Mme Esther Benbassa .  - La majorité sénatoriale a décidé de rejeter le projet de loi de finances sans même le discuter. Ce déni de démocratie est tout à fait inacceptable. (Exclamations au centre et à droite)

Je m'attacherai aux crédits consacrés à l'exercice du droit d'asile. Après la réforme issue de la loi du 29 juillet 2015, ce projet de loi de finances s'efforce de réduire le délai de traitement des demandes d'asile, dans un contexte de forte hausse de celles-ci.
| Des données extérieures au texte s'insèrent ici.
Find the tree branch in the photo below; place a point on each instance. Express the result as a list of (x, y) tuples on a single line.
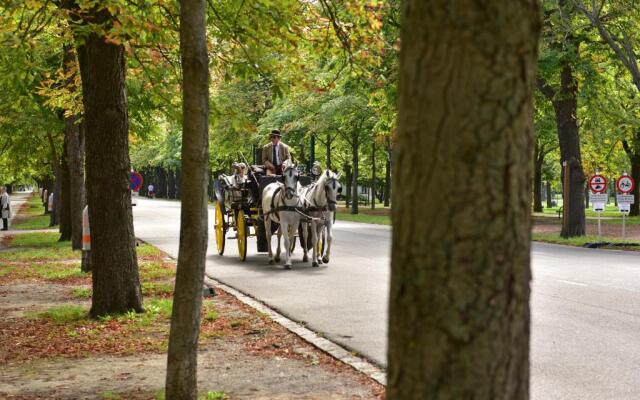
[(547, 90)]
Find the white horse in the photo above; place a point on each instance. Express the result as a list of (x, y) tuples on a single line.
[(279, 204), (319, 201)]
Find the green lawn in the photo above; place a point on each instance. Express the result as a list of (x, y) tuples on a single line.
[(582, 240), (32, 216), (611, 215), (365, 218)]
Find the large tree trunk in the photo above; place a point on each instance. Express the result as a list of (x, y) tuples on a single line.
[(328, 150), (459, 301), (347, 173), (161, 188), (171, 184), (387, 175), (185, 320), (566, 110), (373, 175), (116, 284), (537, 179), (57, 188), (65, 196), (565, 104), (354, 177), (75, 153)]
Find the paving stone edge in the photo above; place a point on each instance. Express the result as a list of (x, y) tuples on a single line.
[(329, 347)]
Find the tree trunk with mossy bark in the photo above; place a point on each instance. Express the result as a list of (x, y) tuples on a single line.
[(459, 319), (185, 319), (74, 141), (116, 282)]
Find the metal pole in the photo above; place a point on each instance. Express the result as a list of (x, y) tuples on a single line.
[(565, 199), (312, 151)]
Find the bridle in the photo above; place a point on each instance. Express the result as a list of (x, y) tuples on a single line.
[(291, 192)]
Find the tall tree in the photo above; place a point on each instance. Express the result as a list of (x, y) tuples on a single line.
[(185, 319), (564, 46), (74, 142), (459, 302), (116, 282)]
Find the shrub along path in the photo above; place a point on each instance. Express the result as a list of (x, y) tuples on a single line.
[(49, 348)]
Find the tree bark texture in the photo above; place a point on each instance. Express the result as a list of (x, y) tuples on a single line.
[(566, 111), (116, 283), (355, 148), (161, 187), (373, 175), (171, 184), (57, 188), (75, 159), (459, 319), (179, 183), (347, 173), (328, 150), (181, 380), (537, 179), (65, 196), (387, 176), (565, 104)]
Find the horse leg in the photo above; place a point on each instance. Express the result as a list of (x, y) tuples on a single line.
[(305, 238), (314, 240), (328, 240), (279, 237), (267, 229), (287, 244)]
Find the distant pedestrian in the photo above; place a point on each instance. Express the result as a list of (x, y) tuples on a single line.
[(5, 208)]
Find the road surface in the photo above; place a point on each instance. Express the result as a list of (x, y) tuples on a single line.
[(585, 303)]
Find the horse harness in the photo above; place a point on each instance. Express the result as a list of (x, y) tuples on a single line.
[(298, 209)]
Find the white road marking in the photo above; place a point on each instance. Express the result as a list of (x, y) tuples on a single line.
[(571, 282)]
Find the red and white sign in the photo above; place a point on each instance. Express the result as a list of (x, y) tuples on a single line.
[(598, 184), (625, 184)]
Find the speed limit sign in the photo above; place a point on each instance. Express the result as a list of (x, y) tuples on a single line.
[(625, 184), (598, 184)]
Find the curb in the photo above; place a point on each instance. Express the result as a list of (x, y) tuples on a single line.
[(334, 350)]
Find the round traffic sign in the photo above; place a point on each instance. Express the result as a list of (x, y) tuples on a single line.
[(598, 184), (625, 184), (136, 181)]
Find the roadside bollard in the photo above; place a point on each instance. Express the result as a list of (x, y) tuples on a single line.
[(45, 201), (86, 241)]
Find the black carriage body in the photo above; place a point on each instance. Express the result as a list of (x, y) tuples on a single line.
[(234, 195)]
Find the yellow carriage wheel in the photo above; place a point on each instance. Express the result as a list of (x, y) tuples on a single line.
[(241, 230), (219, 229)]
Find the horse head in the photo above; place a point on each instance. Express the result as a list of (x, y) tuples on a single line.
[(291, 178), (330, 182)]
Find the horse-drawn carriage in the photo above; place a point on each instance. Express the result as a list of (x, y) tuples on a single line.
[(241, 206)]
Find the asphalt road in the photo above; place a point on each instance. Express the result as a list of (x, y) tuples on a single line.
[(585, 304)]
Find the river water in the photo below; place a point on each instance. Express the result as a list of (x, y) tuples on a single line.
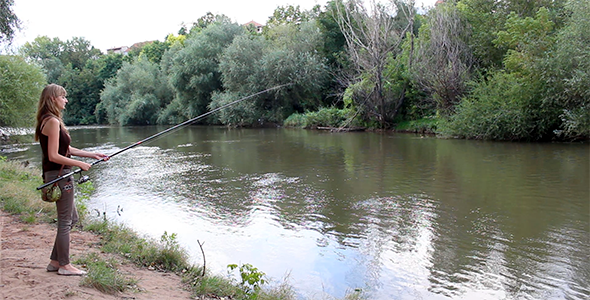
[(397, 216)]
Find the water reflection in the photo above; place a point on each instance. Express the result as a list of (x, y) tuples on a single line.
[(399, 216)]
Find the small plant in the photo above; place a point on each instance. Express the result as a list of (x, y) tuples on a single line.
[(104, 276), (252, 279)]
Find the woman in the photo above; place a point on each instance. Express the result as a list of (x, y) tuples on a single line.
[(55, 144)]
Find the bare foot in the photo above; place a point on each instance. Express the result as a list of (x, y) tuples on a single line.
[(54, 263), (70, 270), (53, 266)]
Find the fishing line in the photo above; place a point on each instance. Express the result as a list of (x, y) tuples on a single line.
[(187, 122)]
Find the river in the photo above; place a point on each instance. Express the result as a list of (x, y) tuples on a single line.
[(398, 216)]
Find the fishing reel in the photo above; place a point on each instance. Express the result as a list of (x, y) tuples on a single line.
[(83, 179)]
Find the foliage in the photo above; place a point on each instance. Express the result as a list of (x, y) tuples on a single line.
[(194, 73), (324, 117), (252, 279), (504, 107), (77, 66), (9, 22), (373, 34), (104, 276), (252, 64), (566, 73), (136, 96), (20, 86), (443, 61)]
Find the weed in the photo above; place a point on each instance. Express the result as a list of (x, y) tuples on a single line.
[(104, 276)]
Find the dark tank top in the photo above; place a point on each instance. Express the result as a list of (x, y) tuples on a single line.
[(64, 145)]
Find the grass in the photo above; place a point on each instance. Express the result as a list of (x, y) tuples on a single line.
[(18, 196), (103, 275)]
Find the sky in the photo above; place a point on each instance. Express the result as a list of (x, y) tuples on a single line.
[(114, 23)]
Les moyens de l'Office français de l'immigration et de l'intégration (Ofii), de l'Office français de protection des réfugiés et apatrides (Ofpra) et de la Cour nationale du droit d'asile (CNDA) augmentent. Ils passent de 597,4 millions en 2016 à 687,4 millions en crédits de paiement, soit une augmentation de 15 %. Ceux de la CNDA augmentent, eux, de 9,3 %, passant de 23,7 millions à 25,9 millions d'euros. Cet effort mérite d'être salué.

La réduction du délai de traitement engendre mécaniquement des économies sur le coût de l'accueil des demandeurs, mais reste tributaire de l'évolution des demandes. Je rappelle que le droit d'asile est garanti tant par la Constitution que par nos engagements internationaux. Après une baisse de 2,2 % en 2014, l'Ofpra a enregistré une hausse des demandes de 23,6 % en 2015, pour atteindre 80 075, dont 59 335 premières demandes. Cette hausse devrait se confirmer en 2016.

Le projet de loi de finances pour 2017 a été construit sur une hypothèse de hausse de 15 % à 20 % en 2016 et 2017. Les moyens alloués sont, en conséquence, en augmentation. La situation des réfugiés sera au coeur de la campagne électorale, mais la majorité sénatoriale a refusé d'en débattre, ce que je regrette profondément car la situation en Syrie, en Irak ou en Érythrée ne sera pas réglée en 2017. Nous déplorons ces postures électoralistes !

M. Philippe Dallier .  - (Applaudissements à droite) Au nom du groupe Les Républicains, je regrette les propos déplacés du président Guillaume, qui s'en est pris au président du Sénat. Les motions de procédures sont un droit, pour la majorité comme pour l'opposition. Les socialistes en ont d'ailleurs usé lorsqu'ils étaient majoritaires, y compris contre des lois de finances. (Applaudissements sur les bancs du groupe Les Républicains)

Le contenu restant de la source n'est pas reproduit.